In his 30 years experience with the media, Ryan had also come across some very encouraging examples. “How US journalists and NGOs exposed tobacco manipulations”, he said that was an investigative masterpiece.
That also could be connected to the culture. In the United States officials are much more open, remarked Peter Wrobel, former Nature editor. “They are obliged by their constitution to make their information available”, he added and observed: “In Europe authorities are much more defensive” which is a reason why investigative journalism does not thrive on the continent.
But this exactly is the essence of high quality journalism, intervened Tessa Richards from the British Journal of Medicine who moderated the EHFG-EUSJA-Round-Table. “Our job is to sniff out good stories”, she said and in light of the crisis in journalism “we have to finance that somehow”.
Her statement was also a response to a long list of critical remarks about science journalism by the attending journalists themselves. EUSJA president Barbie Drillsma, for example, had offered in her opening statement a very gloomy picture. Whenever crisis hits a media company science journalists are the first who are fired with the newsroom filling in and covering science.
This had just happened to the Greek television journalist Vasiliki Michopoulou (“Vaso”). From one day to the other her channel went dark. Her account of austerity within the EU, also a theme of the entire conference, is a somber testimonial -> see also https://www.eusja.org/austerity-hits-home-and-jeopardizes-european-science-journalism/.
It is not only a document of what is happening in the southern rim of the EU, but what could sprawl as a kind of cancer north as well. Vaso, a member of the Greek Association of Science Journalists Science View, conveys a message to Brussels and European science journalism: The economic development puts the freedom of the entire media are at stake!
No heydays for science journalism in Russia either. EUSJA vice president Viola Egikova reported on all kinds of spooky science going on in her country, for example the invention of so called fancy “electronic vitamins” which the media is merrily picking up on. To expose the truth behind these fakes can be very dangerous, said the colleague from Russia.

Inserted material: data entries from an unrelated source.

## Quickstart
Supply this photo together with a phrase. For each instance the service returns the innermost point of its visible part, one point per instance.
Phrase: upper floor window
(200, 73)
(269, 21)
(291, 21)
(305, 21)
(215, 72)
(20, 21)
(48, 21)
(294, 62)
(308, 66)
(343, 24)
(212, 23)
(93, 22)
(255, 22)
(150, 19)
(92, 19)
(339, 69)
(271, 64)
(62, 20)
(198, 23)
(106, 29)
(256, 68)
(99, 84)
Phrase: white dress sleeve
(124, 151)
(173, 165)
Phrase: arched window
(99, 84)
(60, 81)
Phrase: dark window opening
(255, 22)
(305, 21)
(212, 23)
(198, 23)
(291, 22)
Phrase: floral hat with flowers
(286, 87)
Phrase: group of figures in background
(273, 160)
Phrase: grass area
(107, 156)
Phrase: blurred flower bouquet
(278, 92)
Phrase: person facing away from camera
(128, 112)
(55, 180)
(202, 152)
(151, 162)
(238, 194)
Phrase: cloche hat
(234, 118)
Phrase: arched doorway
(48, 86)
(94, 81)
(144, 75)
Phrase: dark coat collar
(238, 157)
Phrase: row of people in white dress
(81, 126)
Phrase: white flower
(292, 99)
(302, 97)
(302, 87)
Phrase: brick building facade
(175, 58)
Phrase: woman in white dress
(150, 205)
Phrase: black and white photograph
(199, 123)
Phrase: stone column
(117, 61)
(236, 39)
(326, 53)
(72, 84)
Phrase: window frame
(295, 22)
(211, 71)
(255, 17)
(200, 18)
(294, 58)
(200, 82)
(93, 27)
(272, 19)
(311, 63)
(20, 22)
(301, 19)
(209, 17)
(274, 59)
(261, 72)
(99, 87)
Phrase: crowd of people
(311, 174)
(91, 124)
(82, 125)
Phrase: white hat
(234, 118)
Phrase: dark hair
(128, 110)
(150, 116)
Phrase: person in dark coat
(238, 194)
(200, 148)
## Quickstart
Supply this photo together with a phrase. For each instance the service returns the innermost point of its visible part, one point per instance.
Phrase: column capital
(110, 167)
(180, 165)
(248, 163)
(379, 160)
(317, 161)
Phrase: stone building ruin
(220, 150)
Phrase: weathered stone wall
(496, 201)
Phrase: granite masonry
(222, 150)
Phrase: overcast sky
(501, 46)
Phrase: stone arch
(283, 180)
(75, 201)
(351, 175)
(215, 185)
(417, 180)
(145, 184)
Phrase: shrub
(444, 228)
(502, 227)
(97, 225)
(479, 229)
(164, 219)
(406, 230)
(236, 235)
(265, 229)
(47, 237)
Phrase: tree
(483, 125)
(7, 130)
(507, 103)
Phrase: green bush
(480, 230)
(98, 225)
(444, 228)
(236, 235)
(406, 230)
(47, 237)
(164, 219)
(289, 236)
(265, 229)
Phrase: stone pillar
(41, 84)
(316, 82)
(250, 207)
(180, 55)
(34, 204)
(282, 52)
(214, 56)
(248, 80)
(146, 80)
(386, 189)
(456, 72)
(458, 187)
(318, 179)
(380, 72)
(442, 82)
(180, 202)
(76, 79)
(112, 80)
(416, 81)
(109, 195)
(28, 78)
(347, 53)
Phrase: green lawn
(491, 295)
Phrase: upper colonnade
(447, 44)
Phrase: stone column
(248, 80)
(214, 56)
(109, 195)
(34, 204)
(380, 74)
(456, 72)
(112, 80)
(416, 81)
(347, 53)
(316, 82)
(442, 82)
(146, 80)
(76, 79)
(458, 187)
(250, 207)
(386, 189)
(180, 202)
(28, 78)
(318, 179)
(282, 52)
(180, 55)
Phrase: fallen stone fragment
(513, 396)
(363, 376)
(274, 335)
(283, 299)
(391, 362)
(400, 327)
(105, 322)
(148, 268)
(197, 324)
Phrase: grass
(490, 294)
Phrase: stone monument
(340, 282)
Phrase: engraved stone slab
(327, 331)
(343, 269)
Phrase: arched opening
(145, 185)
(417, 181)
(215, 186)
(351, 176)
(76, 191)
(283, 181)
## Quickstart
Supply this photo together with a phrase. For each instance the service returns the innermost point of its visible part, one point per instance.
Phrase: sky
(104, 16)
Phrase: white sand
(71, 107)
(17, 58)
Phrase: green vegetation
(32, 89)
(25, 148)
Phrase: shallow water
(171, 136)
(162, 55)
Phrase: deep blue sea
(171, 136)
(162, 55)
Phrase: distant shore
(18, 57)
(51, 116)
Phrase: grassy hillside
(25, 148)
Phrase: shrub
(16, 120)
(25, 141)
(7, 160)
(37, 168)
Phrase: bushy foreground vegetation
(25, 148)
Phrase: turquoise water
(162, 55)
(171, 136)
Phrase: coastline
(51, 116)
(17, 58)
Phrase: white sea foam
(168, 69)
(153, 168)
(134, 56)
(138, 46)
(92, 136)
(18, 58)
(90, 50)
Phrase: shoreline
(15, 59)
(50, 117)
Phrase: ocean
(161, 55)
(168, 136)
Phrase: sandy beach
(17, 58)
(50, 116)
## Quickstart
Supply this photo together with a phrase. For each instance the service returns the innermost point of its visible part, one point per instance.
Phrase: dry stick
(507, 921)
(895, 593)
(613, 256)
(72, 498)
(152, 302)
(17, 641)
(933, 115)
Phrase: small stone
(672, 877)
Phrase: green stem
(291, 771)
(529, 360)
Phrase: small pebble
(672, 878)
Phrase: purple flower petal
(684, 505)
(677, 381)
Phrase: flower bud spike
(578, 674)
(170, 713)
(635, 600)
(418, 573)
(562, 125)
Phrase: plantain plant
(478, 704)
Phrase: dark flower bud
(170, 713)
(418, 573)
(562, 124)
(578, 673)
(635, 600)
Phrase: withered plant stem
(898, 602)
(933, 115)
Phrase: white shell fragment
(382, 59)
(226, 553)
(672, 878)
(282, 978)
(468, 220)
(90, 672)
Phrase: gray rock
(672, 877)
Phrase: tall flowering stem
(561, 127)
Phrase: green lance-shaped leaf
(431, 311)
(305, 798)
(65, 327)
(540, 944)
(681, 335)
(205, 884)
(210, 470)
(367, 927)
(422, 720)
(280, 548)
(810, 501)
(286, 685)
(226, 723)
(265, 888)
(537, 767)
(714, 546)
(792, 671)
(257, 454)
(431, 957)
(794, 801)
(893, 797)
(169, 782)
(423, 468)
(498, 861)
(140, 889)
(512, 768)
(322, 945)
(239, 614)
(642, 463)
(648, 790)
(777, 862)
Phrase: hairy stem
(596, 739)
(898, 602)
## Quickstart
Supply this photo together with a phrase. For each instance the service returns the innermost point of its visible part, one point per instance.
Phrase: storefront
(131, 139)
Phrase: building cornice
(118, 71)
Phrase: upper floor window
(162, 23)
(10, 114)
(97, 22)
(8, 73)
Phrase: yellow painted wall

Despite of all these difficulties of the profession EUSJA board member Menelaos Sotiriou sees a whole new perspective of collaboration between research and science journalism. He referred to the soon-to-be launched research offensive of the European Commission Horizon 2020. It calls for early involvement of the audiences. “We the science journalists are stakeholders too”, Sotiriou expressed. “So if you pull us in from the early beginning of your research we are much better apt to report on it.”
The roundtable had been organized by EHFG president Helmut Brand after an EUSJA session in 2012 which had demonstrated the need of more media involvement in the conference. He concluded the roundtable with the recommendation that each side should try out more trust. For EHFG 2014 he suggested to invite Anne Glover, chief executive adviser of EU president Jose Manuel Borroso.
This could be an innovative approach to bridge health and science, science journalists and the science-minded society. Glover has co-authored a recent policy paper called “Science for an informed, sustainbable and inclusive knowledge society” -> http://ec.europa.eu/commission_2010-2014/president/advisory-council/documents/stac_policy_paper_no_1_290813.pdf which calls for a new social and societal contract:
“For Europe to become a sustainable, prosperous, democratic and secure society, it is important that legitimate societal concerns concerning science and technology development are taken on board, entailing an enhanced democratic debate with a more engaged and informed public and better conditions for collective choices on scientific issues. A new science and society contract should be proposed. Social learning and co-production of knowledge were appropriate together with the involvement of civil society in science and technology.”
EUSJA is developing a consultation paper of how European science journalists could participate in this.